La invención de Carlos Menem

Una leyenda popular asegura que después de dejar el poder Menem respondió que si contaba lo que iba a hacer no lo hubieran votado. Si no lo dijo es lo de menos.

En 1988 la Argentina asistía al inevitable pasaje de la recesión a la hiperinflación, las consignas románticas por el regreso de la democracia se habían debilitado y el alfonsinismo sonaba a causa perdida. Se esperaba un Mesías.

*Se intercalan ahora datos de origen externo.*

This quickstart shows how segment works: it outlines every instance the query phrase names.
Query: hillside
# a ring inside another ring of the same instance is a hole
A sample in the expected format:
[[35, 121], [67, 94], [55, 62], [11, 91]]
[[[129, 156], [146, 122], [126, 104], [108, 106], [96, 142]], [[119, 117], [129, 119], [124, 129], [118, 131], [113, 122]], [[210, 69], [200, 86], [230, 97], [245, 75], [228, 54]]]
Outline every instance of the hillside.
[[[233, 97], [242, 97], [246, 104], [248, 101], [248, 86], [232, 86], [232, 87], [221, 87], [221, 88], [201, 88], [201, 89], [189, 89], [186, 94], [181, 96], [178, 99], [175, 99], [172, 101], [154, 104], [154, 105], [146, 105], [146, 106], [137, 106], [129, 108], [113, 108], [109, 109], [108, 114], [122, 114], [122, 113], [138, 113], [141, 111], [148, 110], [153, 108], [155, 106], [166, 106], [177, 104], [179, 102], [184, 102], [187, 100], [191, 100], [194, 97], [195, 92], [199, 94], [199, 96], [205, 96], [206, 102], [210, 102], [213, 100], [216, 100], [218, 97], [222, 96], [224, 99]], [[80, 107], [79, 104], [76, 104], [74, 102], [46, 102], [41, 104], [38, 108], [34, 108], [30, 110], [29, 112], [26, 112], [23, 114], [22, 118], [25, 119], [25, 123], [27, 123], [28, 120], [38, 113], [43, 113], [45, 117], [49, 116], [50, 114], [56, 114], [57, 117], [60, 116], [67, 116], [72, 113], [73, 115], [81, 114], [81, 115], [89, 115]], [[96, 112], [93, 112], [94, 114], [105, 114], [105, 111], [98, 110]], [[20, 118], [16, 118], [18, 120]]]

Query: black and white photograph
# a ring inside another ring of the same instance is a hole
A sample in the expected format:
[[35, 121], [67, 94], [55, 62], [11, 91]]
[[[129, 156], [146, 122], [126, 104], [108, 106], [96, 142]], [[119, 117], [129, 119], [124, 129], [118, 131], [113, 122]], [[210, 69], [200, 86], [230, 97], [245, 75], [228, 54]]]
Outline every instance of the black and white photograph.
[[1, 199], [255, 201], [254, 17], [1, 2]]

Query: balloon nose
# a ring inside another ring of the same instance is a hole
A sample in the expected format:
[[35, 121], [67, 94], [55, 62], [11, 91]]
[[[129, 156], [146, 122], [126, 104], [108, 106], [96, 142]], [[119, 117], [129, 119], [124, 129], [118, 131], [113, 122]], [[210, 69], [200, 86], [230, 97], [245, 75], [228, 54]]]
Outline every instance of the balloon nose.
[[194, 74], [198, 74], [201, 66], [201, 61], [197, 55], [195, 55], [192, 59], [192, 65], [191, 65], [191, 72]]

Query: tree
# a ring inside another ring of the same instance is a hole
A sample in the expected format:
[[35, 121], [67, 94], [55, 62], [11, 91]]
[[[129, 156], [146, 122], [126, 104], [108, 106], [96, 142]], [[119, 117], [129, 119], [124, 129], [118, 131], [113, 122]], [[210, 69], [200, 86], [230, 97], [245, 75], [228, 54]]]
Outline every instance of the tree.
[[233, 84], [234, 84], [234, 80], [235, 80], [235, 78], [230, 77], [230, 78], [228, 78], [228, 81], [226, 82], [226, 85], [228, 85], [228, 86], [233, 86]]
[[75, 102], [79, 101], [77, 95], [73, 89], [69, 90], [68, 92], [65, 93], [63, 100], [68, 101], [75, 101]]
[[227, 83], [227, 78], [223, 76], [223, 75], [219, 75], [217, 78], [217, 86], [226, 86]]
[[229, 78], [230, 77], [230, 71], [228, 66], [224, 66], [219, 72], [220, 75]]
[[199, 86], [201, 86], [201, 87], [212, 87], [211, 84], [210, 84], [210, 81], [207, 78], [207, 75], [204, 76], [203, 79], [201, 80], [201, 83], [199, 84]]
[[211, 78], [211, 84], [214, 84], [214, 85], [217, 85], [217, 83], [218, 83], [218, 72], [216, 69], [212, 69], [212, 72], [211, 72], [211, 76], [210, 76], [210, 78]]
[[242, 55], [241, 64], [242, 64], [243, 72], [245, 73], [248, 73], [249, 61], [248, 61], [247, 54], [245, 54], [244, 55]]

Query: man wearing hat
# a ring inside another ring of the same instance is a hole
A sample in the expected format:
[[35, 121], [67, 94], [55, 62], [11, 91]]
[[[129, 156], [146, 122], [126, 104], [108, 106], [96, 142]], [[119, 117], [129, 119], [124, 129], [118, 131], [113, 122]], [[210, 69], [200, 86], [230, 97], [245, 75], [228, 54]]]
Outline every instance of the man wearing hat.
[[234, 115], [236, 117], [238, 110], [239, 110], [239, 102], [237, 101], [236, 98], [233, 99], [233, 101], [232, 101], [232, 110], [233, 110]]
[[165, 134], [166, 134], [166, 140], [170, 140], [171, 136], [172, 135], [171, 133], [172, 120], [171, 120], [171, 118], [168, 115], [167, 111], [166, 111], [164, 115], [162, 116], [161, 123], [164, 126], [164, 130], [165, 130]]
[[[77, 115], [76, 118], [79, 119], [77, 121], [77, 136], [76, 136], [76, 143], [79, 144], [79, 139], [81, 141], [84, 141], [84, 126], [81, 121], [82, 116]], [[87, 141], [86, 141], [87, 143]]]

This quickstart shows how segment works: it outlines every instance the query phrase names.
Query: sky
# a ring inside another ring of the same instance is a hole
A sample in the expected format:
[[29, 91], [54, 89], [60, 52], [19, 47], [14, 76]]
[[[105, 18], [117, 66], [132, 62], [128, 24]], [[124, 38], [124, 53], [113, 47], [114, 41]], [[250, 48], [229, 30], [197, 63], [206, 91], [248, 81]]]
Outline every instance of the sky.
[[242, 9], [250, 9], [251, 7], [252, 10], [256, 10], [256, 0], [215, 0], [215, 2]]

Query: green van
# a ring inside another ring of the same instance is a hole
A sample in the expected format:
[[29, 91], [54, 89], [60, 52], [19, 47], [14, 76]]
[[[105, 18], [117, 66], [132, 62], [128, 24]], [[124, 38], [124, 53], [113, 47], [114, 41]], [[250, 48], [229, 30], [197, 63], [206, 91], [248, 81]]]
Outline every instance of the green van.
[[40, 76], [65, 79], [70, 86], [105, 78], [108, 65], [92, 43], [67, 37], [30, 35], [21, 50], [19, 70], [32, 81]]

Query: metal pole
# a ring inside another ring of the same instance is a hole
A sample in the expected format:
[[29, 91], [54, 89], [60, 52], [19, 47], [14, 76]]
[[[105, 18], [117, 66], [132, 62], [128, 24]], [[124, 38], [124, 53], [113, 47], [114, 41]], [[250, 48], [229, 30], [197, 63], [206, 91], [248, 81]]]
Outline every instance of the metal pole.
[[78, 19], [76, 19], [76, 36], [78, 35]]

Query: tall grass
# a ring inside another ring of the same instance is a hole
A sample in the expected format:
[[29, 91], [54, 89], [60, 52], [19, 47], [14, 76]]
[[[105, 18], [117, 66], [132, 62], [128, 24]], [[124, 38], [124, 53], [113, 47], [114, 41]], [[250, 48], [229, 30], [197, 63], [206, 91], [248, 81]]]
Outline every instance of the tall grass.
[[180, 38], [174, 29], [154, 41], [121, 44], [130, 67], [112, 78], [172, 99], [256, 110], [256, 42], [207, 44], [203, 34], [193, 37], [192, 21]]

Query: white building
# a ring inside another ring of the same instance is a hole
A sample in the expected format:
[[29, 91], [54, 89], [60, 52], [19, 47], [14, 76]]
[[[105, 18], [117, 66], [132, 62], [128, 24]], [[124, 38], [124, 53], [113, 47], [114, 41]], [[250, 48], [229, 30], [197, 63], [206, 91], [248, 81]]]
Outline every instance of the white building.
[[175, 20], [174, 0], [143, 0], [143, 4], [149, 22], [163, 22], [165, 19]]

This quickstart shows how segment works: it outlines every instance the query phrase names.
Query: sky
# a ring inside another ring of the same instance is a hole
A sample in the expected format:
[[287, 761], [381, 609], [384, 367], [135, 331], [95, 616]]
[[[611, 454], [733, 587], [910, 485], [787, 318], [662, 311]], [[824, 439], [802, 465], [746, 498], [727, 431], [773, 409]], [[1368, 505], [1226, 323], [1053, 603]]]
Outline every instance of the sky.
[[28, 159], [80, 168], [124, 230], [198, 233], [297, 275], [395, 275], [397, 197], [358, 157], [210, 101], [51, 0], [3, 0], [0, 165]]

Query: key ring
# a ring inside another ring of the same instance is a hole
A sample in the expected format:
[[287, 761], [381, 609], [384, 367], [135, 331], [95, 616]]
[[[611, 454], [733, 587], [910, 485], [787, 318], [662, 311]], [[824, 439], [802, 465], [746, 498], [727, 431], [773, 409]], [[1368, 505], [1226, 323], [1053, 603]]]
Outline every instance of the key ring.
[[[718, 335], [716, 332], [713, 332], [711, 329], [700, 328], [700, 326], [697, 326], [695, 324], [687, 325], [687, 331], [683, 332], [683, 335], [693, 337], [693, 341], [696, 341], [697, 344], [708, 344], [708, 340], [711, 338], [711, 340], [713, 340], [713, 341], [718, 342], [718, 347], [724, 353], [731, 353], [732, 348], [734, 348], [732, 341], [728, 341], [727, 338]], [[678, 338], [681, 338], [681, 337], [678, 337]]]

En julio de ese año, las elecciones primarias peronistas dieron una pista sobre hacia dónde dirigir esa ilusión: un riojano de discurso tan setentista como sus patillas, campechano y bromista cuando parecía que ya no había ánimo de risa, se impuso al candidato cantado con aval bonaerense Antonio Cafiero. El movimiento renovador peronista, contra la ortodoxia del PJ derrotada en el ’83, quedaba en sus manos y el país empezaba a hablar del “fenómeno Menem”. Un tapado. El último caudillo. Un “outsider” bajado de los cerros que juntaba bajo el poncho adeptos sin miramientos dogmáticos: podían provenir del gremialismo ortodoxo, el Comando de Organización peronista (la derecha nacionalista) o la Gloriosa Jotapé. Todos eran bienvenidos al ecléctico universo del candidato a devolver el peronismo al poder. Una feligresía militante tan anómala que empezó a hablarse del “entorno” de Menem como sinónimo de lo insondable.

Las sobremesas en el comedor del diario La Razón, donde trabajaba entonces a mis 23 años, se nutrían de anécdotas, rumores y controversias, así que con mi compañera “de banco” en la redacción, Laura Haimovichi, nos propusimos hacer un libro con reportajes a los personajes prominentes que acompañaban al riojano. Como sólo se hace a esa edad, a los pocos días y antes de haber acordado ninguna entrevista, estábamos firmando contrato con la editorial Puntosur (ya desaparecida) para escribir “Menem y su entorno”.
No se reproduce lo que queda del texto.